As grandes quantidades de capitais movimentados e o acréscimo da actividade especulativa deram origem a um enorme desenvolvimento do crédito público. As maiores monarquias, embora possuidoras de desmedidos recursos, mas desprovidas de organização financeira adequada, recorriam a frequentes empréstimos. As guerras exigiam grandes dispêndios que os soberanos não estavam na disposição de suportar com as suas receitas ordinárias. As operações de crédito dos soberanos eram em geral concluídas nos grandes centros financeiros. Os empréstimos aos soberanos permitiram às grandes empresas capitalistas beneficiarem de determinadas contra-partidas. É o caso do arrendamento de minas, que em alguns casos se transformaram em autênticos monopólios. O sistema de crédito público tomou conta da Europa durante o período manufactureiro e ampliou-se com a expansão colonial. A dívida de Estado marcou a era capitalista.

O mundo romano conheceu o empréstimo marítimo consentido ao proprietário dum navio ou ao mercador para um empreendimento marítimo, reembolsável se o navio, ou a carga, chegava intacto a um porto ajustado. Combinado crédito e seguro, esta operação era remunerada a um juro superior ao autorizado para empréstimos ordinários. A Igreja não confiava nesta modalidade que acabou por ser interdita expressamente no ano de 1230. O empréstimo marítimo ficou reduzido a uma operação de crédito, aparentemente livre do seguro, que ficava dissimulado desde então por uma cláusula que transformava o empréstimo num contrato cambial.

O contrato mais divulgado para reunir capitais e repartir os riscos foi, não o empréstimo marítimo, mas a “commenda” utilizada de formas diversas por mercadores muçulmanos, judeus e bizantinos, adoptado por outros países mediterrâneos e que se divulgou também entre os países nórdicos. Para uma só viagem marítima, a “commenda” ligava um capitalista sedentário, cujos riscos eram cobertos por uma parte do lucro, e um mercador itinerante cujo trabalho era recompensado pelo restante. Esta repartição é distinta do empréstimo ordinário, mas disputava duma imensa popularidade devido à sua maleabilidade que permitia as mais variadas combinações.

No tráfico por terra, para reunir capitais e repartir os riscos, o contrato em uso mais importante era a “compagnia”, que se firmava não apenas para uma só viagem, mas para vários anos. Este contrato reflectia o desenvolvimento comercial da primitiva comunidade de bens entre os membros duma família. Estes reuniam capitais e trabalho para um certo número de anos e dividiam as perdas e os lucros proporcionalmente aos seus investimentos.

Mesmo antes do início da nossa era, o comércio grego foi consideravelmente favorecido pela instituição de empréstimos arriscados, sob contrato especial, dos particulares aos mercadores.

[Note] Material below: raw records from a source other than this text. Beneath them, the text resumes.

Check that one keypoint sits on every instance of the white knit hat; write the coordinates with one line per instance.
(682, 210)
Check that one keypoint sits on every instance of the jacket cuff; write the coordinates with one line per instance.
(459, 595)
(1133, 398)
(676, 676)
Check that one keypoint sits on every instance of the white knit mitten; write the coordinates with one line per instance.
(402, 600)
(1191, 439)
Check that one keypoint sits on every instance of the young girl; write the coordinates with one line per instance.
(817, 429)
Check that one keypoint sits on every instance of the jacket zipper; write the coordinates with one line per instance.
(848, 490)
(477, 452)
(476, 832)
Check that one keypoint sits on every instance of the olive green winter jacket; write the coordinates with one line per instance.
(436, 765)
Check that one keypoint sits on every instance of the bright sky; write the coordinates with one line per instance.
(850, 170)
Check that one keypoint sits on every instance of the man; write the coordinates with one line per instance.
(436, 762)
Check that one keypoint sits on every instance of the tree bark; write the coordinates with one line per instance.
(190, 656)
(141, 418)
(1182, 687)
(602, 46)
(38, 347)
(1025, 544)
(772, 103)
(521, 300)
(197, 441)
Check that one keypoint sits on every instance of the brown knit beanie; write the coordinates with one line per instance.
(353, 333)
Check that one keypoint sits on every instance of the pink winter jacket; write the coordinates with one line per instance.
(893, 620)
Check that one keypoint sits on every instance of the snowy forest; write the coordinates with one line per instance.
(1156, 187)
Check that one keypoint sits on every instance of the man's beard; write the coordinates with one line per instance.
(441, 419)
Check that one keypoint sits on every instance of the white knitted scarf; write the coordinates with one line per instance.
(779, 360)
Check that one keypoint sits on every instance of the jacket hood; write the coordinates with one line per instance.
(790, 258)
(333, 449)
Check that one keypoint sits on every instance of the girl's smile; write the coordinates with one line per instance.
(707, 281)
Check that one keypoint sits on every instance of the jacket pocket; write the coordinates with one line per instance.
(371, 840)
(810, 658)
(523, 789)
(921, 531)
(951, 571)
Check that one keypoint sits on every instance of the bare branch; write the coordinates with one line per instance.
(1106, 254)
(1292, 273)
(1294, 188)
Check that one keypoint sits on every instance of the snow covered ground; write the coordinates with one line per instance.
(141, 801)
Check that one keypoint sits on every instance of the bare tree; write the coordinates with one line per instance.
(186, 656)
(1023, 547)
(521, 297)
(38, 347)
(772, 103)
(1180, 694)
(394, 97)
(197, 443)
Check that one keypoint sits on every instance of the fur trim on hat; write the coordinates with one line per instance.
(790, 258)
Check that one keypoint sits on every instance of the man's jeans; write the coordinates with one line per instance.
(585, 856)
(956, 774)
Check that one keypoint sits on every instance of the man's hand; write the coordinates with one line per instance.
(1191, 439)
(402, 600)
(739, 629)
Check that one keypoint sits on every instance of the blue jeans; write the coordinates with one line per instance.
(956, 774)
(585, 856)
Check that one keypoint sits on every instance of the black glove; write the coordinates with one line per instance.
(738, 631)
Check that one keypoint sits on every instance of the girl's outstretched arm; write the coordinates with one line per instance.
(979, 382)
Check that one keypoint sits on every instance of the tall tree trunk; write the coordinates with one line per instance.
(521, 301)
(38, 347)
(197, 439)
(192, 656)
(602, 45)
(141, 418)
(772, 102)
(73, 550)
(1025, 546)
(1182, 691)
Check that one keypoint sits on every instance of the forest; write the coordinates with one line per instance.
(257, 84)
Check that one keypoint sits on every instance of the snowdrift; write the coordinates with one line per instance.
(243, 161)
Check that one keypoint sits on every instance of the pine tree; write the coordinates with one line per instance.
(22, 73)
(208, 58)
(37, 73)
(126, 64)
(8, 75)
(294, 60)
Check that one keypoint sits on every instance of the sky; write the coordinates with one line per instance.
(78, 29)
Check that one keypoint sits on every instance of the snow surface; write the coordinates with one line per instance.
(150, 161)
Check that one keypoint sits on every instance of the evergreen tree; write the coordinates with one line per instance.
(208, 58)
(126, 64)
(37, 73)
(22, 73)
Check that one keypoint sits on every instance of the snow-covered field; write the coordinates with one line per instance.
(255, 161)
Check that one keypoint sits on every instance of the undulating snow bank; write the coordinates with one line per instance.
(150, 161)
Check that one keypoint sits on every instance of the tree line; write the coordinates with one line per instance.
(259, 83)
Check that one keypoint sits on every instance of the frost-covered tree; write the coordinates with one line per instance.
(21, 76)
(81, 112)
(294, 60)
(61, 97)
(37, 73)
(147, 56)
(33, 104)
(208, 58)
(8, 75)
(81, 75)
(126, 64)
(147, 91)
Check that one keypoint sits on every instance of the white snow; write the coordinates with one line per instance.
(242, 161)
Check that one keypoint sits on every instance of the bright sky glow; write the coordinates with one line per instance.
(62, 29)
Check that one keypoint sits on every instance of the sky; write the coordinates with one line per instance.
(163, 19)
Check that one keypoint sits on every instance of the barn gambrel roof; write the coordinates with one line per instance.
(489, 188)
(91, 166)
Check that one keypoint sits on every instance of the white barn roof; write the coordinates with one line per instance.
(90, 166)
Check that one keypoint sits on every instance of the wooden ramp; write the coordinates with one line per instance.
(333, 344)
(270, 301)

Também na Índia, as actividades financeiras tinham já transposto o estado primitivo, pois já se realizavam empréstimos com garantia em ouro ou sobre a garantia pessoal do devedor, que se comprometia a vender as esposas e os filhos para pagar as suas dívidas.

Na China, no século VIII, os particulares agrupavam-se em mútuas de financiamento para fazer face às despesas elevadas e ao custo do crédito. Nos finais do I milénio d.C., procurou-se definir uma taxa anual de juros, concorrente das taxas mensais, para evitar os inconvenientes dos meses intercalares. Introduziram-se décimos na fixação da taxa, dando assim uma maior flexibilidade às transacções. A soma dos juros não podia ultrapassar o montante do empréstimo primitivo. O cálculo de juros compostos estava interdito. Apesar destes esforços para baixar a taxa de juro, estas eram muito variáveis. Os prestamistas faziam rapidamente fortuna e os templos, ricos em tesouros, floresciam sempre à sombra dos mosteiros.

Na Europa, por volta do século XVI, a condenação canónica da usura tinha já abrandado e os empréstimos com juros tornados práticas normais.